Into day three of fifth visit. Mom’s short term memory seems worse to me, and I’m trying to be patient and stay calm because she is so easily upset. I’m doing a pretty good job so far because she keeps saying, “I’m so glad you’re here.” Plus, I continually remind myself to try to see things from her perspective.
Mom can sit around and have an interesting and fun conversation like anybody else. Of course, she repeats stories from the past over and over and over and over. I expect that and just listen and laugh along with her.
On the other hand, she cannot keep appointments and dates organized. She writes different things on different calendars…then she writes little messages on pieces of papers. It’s not unusual to find her at the dining room table searching among scraps of paper and calendars…reading, rereading, picking up and putting down. She’s trying to stay organized, but has developed a complex system that doesn’t work. We’re correcting calendar errors and putting correct appointment information on ONE piece of paper. At least it will be that way until I go back to MO.
She also has difficulty making phone calls to doctors’ offices because she usually runs into a phone tree. She often presses the wrong number and sometimes disconnects herself. If she’s on her rotary phone, that’s another issue. I’ll give her credit, though, she just gets back on the phone and tries again….and again and again. I don’t offer to take over. She wants to do what she can and if she needs my help, she will ask. I’ve been told that.
I’ve also been told not to put dishes away after I dry them. (With so few dishes, she’s not a fan of the dishwasher, and the last time we used it I think she put liquid dish washing detergent in it because we had a mass of bubbles spewing out of it. She just shut it off and never spoke of it again.) Mom is convinced I put things in the wrong place and she can’t find things where they ought to be. No problem. I dry the dishes and let her put them away. Then…in the future…if she can’t find something, I can plead “not guilty.”
My first evening here we talked a bit about future plans…options that are available. It just sort of came up at the right time, even though I had planned to bring it up later during my visit. So many times when she calls me she is upset and ready to give up…saying she doesn’t know how long she can keep doing this. I want her to know that she does have options…both here in Illinois and in Missouri. So we talked about them a bit…and she didn’t go ballistic.
Mom was very clear that she does not want to move to the community to where Dad is because if he should die, she would not want to stay there…so then why move. I agree. She did say that she would consider moving to MO after Dad dies, which is different from what she has said in the past. For now she is happy where she is and feels safe.

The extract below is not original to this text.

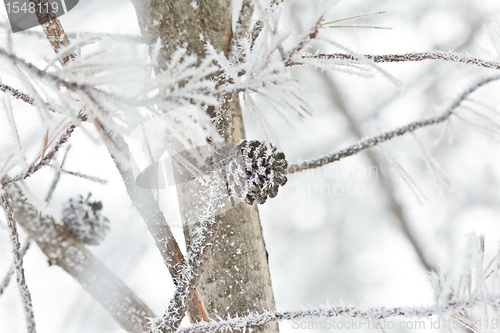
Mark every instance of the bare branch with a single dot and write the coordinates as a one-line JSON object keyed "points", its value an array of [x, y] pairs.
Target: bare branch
{"points": [[57, 176], [18, 264], [62, 249], [375, 140], [375, 314], [78, 174], [406, 57], [53, 30], [189, 273], [6, 280], [45, 159], [16, 93], [385, 182], [149, 210]]}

Yesterday she asked, “How old is Daddy?”
“You don’t know?” I asked.
“Well, how old do you think he is?”
“Oh…in his 80s?”
“He’s 93, Mom.”
Then I reminded her that I am 68. She didn’t seem to believe me.

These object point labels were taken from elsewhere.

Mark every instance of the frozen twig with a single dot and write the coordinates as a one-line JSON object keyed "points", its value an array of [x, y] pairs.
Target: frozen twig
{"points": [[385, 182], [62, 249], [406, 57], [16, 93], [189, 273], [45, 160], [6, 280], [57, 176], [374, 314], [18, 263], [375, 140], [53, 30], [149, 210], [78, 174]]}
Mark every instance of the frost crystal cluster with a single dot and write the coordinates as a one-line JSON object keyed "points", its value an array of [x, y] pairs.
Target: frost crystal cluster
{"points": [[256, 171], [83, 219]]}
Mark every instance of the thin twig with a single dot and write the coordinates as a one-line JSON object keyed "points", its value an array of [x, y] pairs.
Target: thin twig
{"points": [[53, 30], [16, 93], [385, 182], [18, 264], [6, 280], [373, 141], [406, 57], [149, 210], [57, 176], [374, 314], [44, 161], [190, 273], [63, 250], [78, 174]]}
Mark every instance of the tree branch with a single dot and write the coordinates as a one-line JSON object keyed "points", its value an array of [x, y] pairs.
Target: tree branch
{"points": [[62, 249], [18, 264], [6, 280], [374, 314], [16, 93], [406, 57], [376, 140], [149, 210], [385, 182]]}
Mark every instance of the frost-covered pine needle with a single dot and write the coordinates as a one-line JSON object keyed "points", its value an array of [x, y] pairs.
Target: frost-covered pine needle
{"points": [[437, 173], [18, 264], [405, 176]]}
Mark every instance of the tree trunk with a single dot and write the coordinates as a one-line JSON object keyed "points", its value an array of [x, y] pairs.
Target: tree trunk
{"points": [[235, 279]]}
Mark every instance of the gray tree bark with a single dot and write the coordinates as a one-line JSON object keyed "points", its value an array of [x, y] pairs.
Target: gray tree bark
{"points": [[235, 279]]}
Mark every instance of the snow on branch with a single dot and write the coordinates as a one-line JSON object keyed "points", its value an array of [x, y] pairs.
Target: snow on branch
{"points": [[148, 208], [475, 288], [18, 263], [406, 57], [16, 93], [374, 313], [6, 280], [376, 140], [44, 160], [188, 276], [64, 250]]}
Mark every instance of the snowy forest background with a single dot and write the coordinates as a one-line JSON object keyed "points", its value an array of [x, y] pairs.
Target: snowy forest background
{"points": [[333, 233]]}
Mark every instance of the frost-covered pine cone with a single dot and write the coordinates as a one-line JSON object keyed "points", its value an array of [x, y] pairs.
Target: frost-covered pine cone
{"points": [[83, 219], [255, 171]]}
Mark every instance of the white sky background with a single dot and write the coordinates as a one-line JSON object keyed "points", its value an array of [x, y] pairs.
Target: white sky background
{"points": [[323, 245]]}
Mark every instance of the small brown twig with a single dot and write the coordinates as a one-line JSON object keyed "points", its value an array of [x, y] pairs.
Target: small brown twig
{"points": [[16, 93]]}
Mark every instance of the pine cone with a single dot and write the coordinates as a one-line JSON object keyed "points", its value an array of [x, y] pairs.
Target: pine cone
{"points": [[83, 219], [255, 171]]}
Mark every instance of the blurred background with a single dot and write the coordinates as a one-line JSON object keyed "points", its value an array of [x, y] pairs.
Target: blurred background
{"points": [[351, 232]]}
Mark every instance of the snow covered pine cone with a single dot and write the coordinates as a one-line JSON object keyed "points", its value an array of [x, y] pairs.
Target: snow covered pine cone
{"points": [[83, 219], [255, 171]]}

Before visiting Dad today we went to the bank so Mom could get some cash on hand. We also took out tons of stamps Dad had in the safety deposit boxes. Mom has decided it’s time to do something with them. I volunteered to try to organize them and get some appraisals. It’s a pretty large project because he was a stamp collector for most of his life. Once organized and appraised, Mom wants to sell the stamps and add the funds to the account that pays for his care. It will be very interesting to sort through them…a unique look at history and the world.
After visiting Dad Mom asked, “Do we need to go to the bank today to get some cash?” I reminded her that we went this morning. She didn’t quite believe me until I told her how much she withdrew and that we took stamps home. Then she remembered that we were there.
For the past two days Dad has been groggy and sat with his eyes closed, unable to open them. He has also acquired a cold with runny nose and chest congestion. Lunch yesterday was a bit scary because he would sometimes choke as he tried to cough and eat at the same time. Today he was wide awake and much more animated and conversational. He still has a very loose, chesty cough and receives some medicine for it. We didn’t take him to the dining room. We had him eat some fruit in the common area where most of the others eat. He refused to eat the homemade turkey rice soup, which made Mom mad, so she ate it and told him he didn’t know what he was missing. Of course, he could not hear her. When offered some pudding, he loudly announced, “I don’t like pudding.” It went untouched.
At one point when Mom sat down next to Dad he looked at her and said, “Where do you creep up from? I’ll just have to call you creepy!” The look on her face was priceless…but his comment made me laugh. She just asked, “What do you want to talk about?”
“How am I going to get more money?” he asked. Then he said, “I must have been working at Walgreens.”
Toward the end of our visit Dad was giving advice. “I don’t want you people to overdo what you do. I don’t want to get in your way. Looks like you’re doing okay.” I assured him that everything is fine, but then Mom put him to the test.
“Who is she?”
“Who is that lady next to you?”
“Oh…I have no idea.”
“She’s your stepdaughter.”
“Your stepdaughter, Jeanette.”
“Oh…well. That’s okay.”
After more advice from Dad, Mom left the area to check on something in his room.
“She was always a pretty good girl,” Dad said. So I asked him, “Were you a pretty good guy?” He just smiled and chuckled. He got the joke. Ha!
His parting words to me today were, “Don’t worry that you have to get everything done. Just go along.” I promised him I would.